Ever since the children have come back, the house is ever so full of energy! Eun loves to play with them, but he said he won't have kids of his own. Too bad, I say he'd be a great father. I mean, just look at him playing with my nephews! He takes them out, carries them on his shoulders, plays football with them, goes hiking with them, he even plays hide-and-seek with them and tells them bed-time stories every night. Isn't he what they call a "perfect dad"? It brought me so much joy seeing them playing around – father seems to be happy too, seeing his son-in-law playing with his grandsons. Daddy...he looks like he has a lot in mind recently, is it because of the king?
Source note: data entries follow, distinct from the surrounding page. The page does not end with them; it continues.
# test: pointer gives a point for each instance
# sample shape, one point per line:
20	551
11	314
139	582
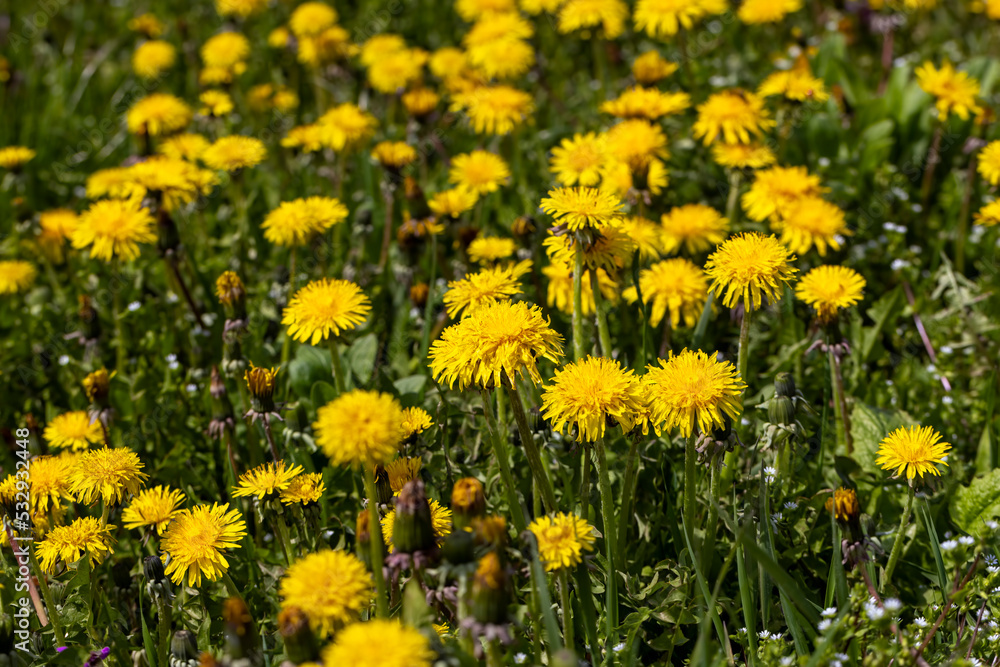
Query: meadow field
412	333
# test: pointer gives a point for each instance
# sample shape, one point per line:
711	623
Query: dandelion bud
468	501
418	295
489	590
184	648
261	382
383	487
784	385
300	642
97	386
413	529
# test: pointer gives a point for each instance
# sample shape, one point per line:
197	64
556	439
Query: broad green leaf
971	506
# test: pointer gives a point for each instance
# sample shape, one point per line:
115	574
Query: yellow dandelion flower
562	540
692	388
325	308
775	190
405	469
579	159
298	222
645	235
379	643
637	143
695	226
114	228
754	12
305	489
396	70
188	147
106	474
394	154
73	430
16	276
146	24
241	8
498	338
226	50
153	507
86	535
331	587
663	18
266	481
471	10
360	428
648	103
559	291
582	208
153	58
732	115
50	481
585	394
989	215
420	101
608	15
311	18
346	126
479	172
743	156
215	103
830	288
795	84
810	222
989	163
489	249
610	249
495	110
677	286
14	157
750	265
196	541
158	114
479	289
234	152
453	203
440	523
955	91
650	67
913	452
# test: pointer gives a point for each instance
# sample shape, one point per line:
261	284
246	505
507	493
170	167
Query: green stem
608	514
500	452
338	366
567	608
50	602
578	302
375	542
602	316
897	545
531	450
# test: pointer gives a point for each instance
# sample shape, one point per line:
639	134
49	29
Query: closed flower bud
468	501
300	642
489	590
413	529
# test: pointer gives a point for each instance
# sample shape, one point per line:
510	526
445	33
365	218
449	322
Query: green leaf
361	357
971	506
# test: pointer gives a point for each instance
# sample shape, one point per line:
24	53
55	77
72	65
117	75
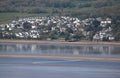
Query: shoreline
57	42
114	59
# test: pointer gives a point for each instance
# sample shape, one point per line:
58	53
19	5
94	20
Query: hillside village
58	28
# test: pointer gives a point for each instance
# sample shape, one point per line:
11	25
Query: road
13	67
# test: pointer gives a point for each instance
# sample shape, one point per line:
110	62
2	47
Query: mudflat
57	42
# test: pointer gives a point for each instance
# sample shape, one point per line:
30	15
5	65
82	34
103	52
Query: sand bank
57	42
61	57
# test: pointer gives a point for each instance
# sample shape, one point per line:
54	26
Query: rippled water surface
59	49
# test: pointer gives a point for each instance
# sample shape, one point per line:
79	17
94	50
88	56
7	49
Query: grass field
8	17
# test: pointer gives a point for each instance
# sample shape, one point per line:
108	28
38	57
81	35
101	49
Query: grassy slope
8	17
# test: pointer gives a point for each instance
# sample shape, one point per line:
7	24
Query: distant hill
78	8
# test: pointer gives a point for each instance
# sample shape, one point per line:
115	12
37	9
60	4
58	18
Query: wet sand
62	57
58	42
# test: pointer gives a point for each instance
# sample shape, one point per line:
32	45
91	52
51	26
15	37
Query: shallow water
59	49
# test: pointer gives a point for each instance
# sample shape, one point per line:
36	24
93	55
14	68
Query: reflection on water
59	49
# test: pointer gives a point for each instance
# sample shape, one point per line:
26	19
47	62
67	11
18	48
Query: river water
60	49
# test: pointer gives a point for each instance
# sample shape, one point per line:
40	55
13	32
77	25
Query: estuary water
60	49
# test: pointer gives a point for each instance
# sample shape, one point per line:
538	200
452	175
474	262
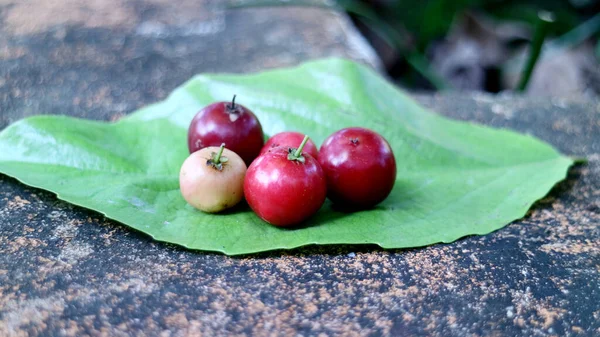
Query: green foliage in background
454	178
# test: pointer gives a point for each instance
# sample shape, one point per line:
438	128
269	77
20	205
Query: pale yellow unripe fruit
211	187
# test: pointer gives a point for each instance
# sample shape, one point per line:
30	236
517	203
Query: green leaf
454	178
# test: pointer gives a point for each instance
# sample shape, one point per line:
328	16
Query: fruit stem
299	149
217	159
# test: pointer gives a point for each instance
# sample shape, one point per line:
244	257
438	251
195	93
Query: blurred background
539	47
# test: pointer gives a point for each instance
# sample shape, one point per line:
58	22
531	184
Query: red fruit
285	187
230	123
360	167
290	139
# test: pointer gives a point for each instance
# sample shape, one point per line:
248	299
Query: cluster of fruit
286	179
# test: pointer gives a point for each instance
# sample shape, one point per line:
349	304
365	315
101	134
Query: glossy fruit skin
209	189
234	125
360	167
290	139
284	192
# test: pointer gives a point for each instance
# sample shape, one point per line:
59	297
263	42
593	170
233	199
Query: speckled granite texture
67	271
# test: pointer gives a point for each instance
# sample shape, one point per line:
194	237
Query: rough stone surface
67	271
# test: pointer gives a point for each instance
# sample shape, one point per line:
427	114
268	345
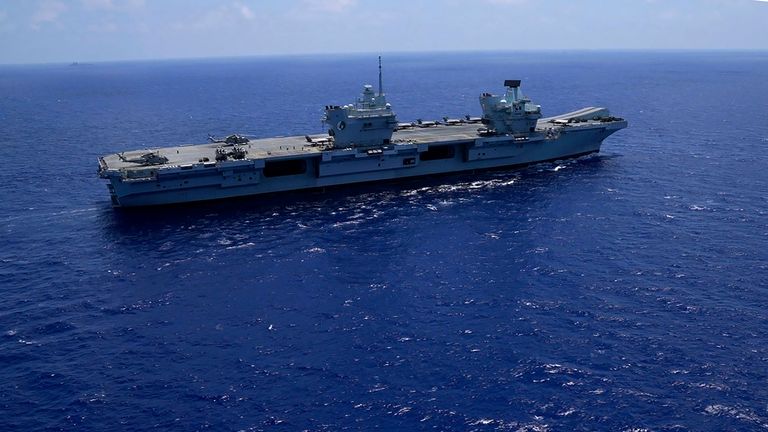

The king has been very sick lately, I hope he'll get well soon. Sister-in-law hasn't been feeling well lately, so I need to take care of her a bit. Mother sent us a letter a few days ago saying that the renovation is going smoothly and that she misses us a lot, hoping we'll have a great time here. I miss mother too. Maybe I should go back and visit her sometimes, just to make sure she's been completely cured. Me? I still cough a bit, I try to hold it in when I'm with someone, but it's hard to hold it in at night. Luckily, Eun hasn't noticed it. The nights are getting cooler as summer departs. I guess I really need to ask the maids for an extra blanket. The prince seemed cold last night, he curled up like a ball and huddled towards me. This morning, we were only a few inches apart. I don't want him to catch a cold like last time.

Eun's diary

It's a miracle I have the energy to write this at all! The boys! How could they run so fast? This morning they climbed trees together but Luhan got stuck on the top branch so I had to go up and get him down. Yes! That's what I did! For someone scared of heights, I'd say that's pretty heroic of me. To be honest, I didn't really think about it back then. The moment I saw Luhan crying and calling for help, I just jumped on the tree and reached for him without thinking twice. Is this what they call 'courage'? Like what they say, that parents will do anything for their kids, even die for them. If parents can love their kids to an extent they'll die for them...does that mean father doesn't love me? I mean, he did kick me out of the palace with mother, after which he sent someone to bring me back to the palace because I'm still of royal blood – but I really hated him for doing that, for separating me with mother. Mother loves me, that I know. But father...Soondeok's friend Jongin said that the king reserves a seat for me every time...oh I don't know! It's so confusing!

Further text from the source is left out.